I thought about their son Mark, whom I met at the JFK Library in 2016, and about Eunice’s sister Jean, whom I met in 2017.
They were not distant historical figures but people whose presence had already crossed the path of my own life. Sitting there, I realized I only knew them through documentaries and public memory, and I felt a quiet responsibility to understand them more deeply.
When I finally left the cemetery, I passed Mary and Saoirse again in silence before returning to the road.
A few minutes later the rain returned, and I was grateful it had waited until after I completed what I had come to do. I had expected to walk the two miles back to Hyannis, but when a bus appeared alongside the road I waved, and the driver stopped to let me on. It felt like a small, kind blessing at the end of the hardest part of the day’s pilgrimage.

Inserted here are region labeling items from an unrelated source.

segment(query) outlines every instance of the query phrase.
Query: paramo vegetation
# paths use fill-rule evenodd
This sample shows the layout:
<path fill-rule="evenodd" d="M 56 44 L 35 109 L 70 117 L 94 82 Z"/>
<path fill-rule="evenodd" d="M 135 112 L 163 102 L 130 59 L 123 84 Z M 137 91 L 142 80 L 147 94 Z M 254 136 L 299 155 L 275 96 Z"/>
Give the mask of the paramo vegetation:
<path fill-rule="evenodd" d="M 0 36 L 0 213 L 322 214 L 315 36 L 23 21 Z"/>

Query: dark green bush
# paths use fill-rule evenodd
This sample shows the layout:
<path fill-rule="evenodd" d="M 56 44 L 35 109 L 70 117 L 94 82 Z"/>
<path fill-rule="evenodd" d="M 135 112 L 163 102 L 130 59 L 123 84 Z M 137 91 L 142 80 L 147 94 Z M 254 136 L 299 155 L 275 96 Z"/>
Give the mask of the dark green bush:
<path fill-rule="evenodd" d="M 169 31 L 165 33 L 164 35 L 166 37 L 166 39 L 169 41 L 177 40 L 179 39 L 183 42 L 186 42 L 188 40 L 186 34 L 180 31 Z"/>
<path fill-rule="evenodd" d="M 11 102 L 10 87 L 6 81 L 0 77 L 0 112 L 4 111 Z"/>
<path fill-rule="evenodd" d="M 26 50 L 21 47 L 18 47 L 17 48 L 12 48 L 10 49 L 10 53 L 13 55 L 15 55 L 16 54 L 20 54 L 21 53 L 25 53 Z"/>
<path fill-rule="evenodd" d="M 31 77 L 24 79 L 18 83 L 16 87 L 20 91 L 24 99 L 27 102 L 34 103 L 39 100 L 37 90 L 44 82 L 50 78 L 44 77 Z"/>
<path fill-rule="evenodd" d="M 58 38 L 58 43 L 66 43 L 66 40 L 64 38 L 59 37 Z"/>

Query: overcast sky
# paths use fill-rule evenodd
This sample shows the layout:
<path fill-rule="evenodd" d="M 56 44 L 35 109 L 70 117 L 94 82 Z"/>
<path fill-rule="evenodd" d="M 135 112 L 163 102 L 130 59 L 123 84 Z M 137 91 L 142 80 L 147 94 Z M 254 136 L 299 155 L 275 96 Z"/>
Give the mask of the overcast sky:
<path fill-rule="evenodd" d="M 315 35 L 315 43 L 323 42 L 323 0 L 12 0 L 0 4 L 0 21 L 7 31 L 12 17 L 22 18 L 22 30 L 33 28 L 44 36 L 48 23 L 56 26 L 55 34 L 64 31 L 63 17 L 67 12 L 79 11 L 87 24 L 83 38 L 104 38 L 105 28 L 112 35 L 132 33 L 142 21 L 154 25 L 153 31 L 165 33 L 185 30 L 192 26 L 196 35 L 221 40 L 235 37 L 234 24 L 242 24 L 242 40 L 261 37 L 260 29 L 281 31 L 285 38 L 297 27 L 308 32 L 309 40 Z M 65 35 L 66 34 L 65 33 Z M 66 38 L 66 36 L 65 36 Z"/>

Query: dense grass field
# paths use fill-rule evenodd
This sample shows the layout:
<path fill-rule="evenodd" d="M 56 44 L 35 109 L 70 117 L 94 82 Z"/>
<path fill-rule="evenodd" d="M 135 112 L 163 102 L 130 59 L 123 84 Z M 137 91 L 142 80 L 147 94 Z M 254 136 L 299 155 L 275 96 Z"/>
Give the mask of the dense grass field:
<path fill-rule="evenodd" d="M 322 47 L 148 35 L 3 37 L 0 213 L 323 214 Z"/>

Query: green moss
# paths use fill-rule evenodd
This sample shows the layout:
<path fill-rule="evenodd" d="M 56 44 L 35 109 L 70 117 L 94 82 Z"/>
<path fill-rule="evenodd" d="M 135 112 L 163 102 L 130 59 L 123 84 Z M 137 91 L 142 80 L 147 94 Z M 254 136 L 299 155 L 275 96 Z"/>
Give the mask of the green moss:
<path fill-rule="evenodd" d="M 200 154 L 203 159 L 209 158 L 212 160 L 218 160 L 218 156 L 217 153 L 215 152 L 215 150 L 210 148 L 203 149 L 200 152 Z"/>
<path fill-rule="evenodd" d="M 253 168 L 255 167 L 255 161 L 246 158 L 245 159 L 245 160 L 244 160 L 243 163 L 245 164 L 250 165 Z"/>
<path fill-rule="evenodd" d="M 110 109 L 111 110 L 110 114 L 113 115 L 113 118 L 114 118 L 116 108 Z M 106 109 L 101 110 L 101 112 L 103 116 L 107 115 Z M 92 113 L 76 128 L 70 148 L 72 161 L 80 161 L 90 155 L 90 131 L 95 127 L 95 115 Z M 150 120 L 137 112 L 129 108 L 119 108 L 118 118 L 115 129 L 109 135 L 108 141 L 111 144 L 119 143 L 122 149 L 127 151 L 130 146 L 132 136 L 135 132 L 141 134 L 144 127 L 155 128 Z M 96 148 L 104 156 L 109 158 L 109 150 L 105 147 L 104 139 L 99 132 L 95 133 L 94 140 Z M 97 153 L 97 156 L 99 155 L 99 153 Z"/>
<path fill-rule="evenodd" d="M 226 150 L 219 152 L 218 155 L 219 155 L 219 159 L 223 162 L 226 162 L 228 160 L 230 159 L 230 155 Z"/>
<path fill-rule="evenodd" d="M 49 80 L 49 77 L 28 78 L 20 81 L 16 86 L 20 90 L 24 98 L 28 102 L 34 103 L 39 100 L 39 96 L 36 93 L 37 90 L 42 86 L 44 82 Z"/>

I returned to town and made my way to the Hyannis Public Library.
There I sat with copies of Sarge: The Life and Times of Sargent Shriver and Eunice: The Kennedy Who Changed the World, wanting not only to visit their graves but to understand their lives.
As I read from Eunice’s biography, I found the following words spoken by her near the end of her life:
“I am lucky that I experienced the sting of rejection as a woman who was told that the real power was not for me. I am lucky that I saw my mother and my sister Rosemary treated with the most unbearable rejection. I am lucky that I have had to confront political and social injustice all over the world throughout my career. You might say, ‘Why are you lucky to have had such difficult experiences?’ The answer is quite simple: the combination of the love of my family and the awful sting of rejection helped me develop the confidence I needed to believe that I could make a difference in a positive direction. It is really that simple: love gave me confidence, and adversity gave me purpose.”